Writing’s on the Wall

MussoliniHorizontal

I shouldn’t have been surprised by an image of Mussolini appearing out of nowhere. Appropriated for god knows what, this Shepherd Fairey-like portrait (could Il Duce be the next Andre the Giant?) on Broome Street was an awkward way of telling me that I was getting closer to the so-called old country. My teenage stomping grounds, Manhattan, and, quite literally, home. In three days I’d be on a plane, flying back to Milan.

Live anywhere long enough, and you’re bound to encounter references to it wherever you go. When I arrived in DC on Monday, my cab driver turned out to be an Eritrean from Milan. “You  ever go to the Africa Restaurant?” he asked, name-checking my favorite dining spot in town. “Milano, I have lots of family there,” said the Dominican driver of the taxi I took to JFK on Friday. “Its the one place in Europe with Latinos, like here.”

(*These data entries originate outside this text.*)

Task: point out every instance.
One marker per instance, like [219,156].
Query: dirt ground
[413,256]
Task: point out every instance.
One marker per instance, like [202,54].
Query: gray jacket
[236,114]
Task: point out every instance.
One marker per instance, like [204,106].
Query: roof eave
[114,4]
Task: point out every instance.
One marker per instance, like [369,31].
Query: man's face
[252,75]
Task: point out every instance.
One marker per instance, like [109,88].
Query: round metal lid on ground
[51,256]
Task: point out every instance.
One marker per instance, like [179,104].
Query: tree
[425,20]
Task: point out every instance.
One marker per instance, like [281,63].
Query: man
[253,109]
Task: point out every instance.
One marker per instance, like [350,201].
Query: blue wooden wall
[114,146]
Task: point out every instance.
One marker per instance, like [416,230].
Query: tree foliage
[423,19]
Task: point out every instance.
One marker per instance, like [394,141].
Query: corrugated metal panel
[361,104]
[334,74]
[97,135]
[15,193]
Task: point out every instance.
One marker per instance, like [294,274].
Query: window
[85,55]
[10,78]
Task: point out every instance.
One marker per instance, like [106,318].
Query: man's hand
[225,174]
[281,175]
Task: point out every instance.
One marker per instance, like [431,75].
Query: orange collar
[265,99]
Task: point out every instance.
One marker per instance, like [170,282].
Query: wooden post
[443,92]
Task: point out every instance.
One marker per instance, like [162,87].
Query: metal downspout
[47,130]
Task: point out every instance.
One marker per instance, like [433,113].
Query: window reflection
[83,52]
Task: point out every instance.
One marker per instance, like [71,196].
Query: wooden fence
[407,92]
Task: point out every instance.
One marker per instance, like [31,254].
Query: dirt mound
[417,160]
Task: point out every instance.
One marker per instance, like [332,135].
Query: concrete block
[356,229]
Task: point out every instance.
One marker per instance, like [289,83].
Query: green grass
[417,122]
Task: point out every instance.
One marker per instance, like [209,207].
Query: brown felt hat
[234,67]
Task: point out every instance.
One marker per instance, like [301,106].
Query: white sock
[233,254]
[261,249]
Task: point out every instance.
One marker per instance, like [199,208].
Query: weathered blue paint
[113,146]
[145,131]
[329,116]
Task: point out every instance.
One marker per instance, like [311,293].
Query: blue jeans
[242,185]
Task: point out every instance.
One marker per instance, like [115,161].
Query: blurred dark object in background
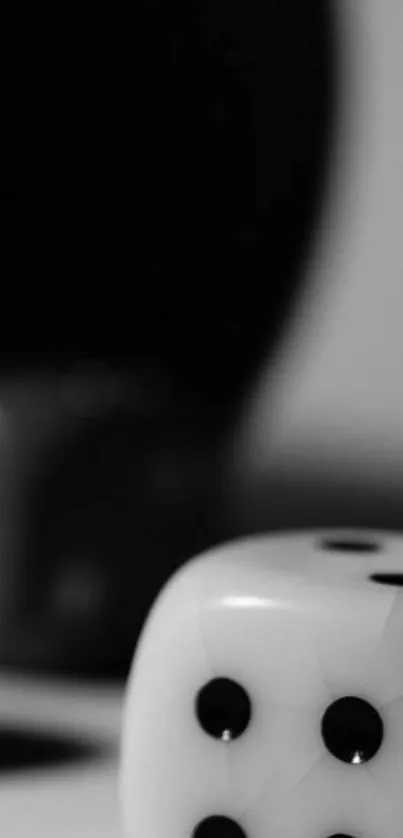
[161,178]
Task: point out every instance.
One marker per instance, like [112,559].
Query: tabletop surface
[78,798]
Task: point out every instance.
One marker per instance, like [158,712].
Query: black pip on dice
[266,694]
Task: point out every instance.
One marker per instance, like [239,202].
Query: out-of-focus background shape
[200,333]
[162,179]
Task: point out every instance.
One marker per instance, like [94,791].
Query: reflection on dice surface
[266,694]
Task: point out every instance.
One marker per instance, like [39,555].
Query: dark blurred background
[162,172]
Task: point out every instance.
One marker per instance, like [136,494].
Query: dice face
[266,694]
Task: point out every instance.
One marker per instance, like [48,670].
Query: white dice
[266,694]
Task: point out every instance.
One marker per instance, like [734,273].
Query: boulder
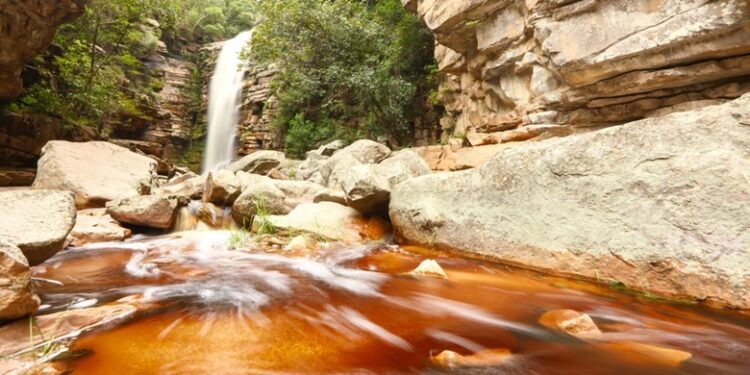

These anecdotes wouldn’t mean anything if it weren’t for the fact that much of my book is dedicated to demonstrating that the distance between “here” and “there” is never quite what it seems. Even more so now, in reference to the movement of Arabs and Jews back and forth, between the Occident and Orient, between San Francisco and Tel Aviv.  Perhaps its the war that makes my version of this seem so much more important.